Успокоившись, подвинулись друг к другу ближе.
— Тебя как звать? — спросил беспризорный.
— Меня Яшкой. А тебя?
— А меня Дергачом.
— Почему же Дергачом?
— А почему тебя Яшкой?
— Вот еще скажешь тоже. Яков — такой святой был, и именины справляют. А такого святого, чтобы… Дергач, не должно бы быть…
— А мне и наплевать, что не должно.
— И мне, — немного подумав, признался Яшка. — Только ежели при матери этак скажешь, так она за ухо. Отец, тот ничего, он и сам страсть как святых не любит — якобы дармоеды все. А мать — у-уу! Про что другое, а про это и не заикнись. Я один раз масла из лампадки отлил — Волку лапу зашибленную смазать, так что было-то…

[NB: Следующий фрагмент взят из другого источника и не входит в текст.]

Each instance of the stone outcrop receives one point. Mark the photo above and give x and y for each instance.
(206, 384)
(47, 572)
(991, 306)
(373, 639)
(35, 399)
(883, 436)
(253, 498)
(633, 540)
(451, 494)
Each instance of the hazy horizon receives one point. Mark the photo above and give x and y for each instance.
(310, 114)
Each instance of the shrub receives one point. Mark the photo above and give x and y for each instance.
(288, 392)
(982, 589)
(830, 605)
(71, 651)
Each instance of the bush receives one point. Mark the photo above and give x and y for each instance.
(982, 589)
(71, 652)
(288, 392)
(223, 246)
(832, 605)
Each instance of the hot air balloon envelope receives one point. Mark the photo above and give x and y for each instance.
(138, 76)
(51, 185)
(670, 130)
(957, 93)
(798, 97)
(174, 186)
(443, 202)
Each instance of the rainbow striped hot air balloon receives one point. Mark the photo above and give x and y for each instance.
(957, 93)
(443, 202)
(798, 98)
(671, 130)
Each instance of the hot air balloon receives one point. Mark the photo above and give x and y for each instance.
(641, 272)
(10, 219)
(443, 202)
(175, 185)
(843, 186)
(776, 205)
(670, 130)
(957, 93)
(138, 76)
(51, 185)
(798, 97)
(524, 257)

— Били? — участливо спросил Дергач.
— Нет! Только за волосы оттрепали да в чулан заперли. — И задорно он добавил: — А зато я, пока в чулане сидел, назло со всех крынок сливки спил… А ты, Дергач, зачем к нам пришел? — перескочил вдруг Яшка.
— Значит, нужно было, — ответил тот и глубоко вздохнул.
Этот тяжелый, горький вздох, за которым, казалось, спрятано было что-то большое, невысказанное, почему-то точно теплом обдал Яшку.
— Давай дружиться, Дергач? — неожиданно для самого себя искренне предложил Яшка. — Я тебя с Валькой сведу — с моим товарищем. Хороший… только врет много. А потом… — Тут Яшка поколебался. — Потом мы тебе интере-есную вещь скажем. И как весело будет жить, Дергач.
Дергач ничего не ответил. Он лежал, подставив лицо отблескам багрового, угасающего горизонта. И Яшке показалось, что Дергач чем-то не по-детски глубоко опечален.
Однако, заметив на себе пристальный взгляд Яшки, Дергач быстро повернулся и сказал, вставая:
— Достань завтра у отца махорки… и принеси сюда, а то у меня вся повышла… Я буду ждать здесь же об эту пору.
И, не прощаясь, он раздвинул кусты и исчез, оставив Яшку размышлять о странной встрече и странном новом товарище.
Дома тихо. Потрескивают угли в самоваре. Яшка строгает деревянную дощечку. Нефедыч углубился в чтение. Из-за развернутого листа газеты виден его красный лоб, отсыревший после пятого стакана чая. Нюрка мастерит кукольную шляпу. Мать возится на кухне.
— Не пойму, — слышится ее голос. — Никак не пойму, куда девались из сеней полчугуна вчерашнего борща. Чугун на месте, а борща нет. Анка! Ты поросюку не выливала?
— Нет, мам!
— Ну так, должно быть, этот идол опрокинул.
«Этот идол», то есть Яшка, сидит и пыхтит, обглаживая дощечку, и делает вид, что разговор его не касается.
— Тебе, что ли, говорят? Ты опрокинул? — сердито повторяет мать.
Яшка, нехотя и не отрываясь от работы, отвечает:
— Кабы я, мам, опрокинул, так все бы на полу было, а раз пол сухой, значит, и не опрокидывал.
— А пес вас разберет! — еще больше раздражается мать. — Тот не брал, этот не опрокидывал, что же он, высох, что ли? Отец! Да брось ты свою газету! Кто же, выходит, взял-то?
Нефедыч не торопясь складывает газету и, очевидно расслышав только конец фразы, отвечает невпопад:
— Действительно… И кто бы мог подумать. Опять они взяли, да как ловко, что и не подкопаешься.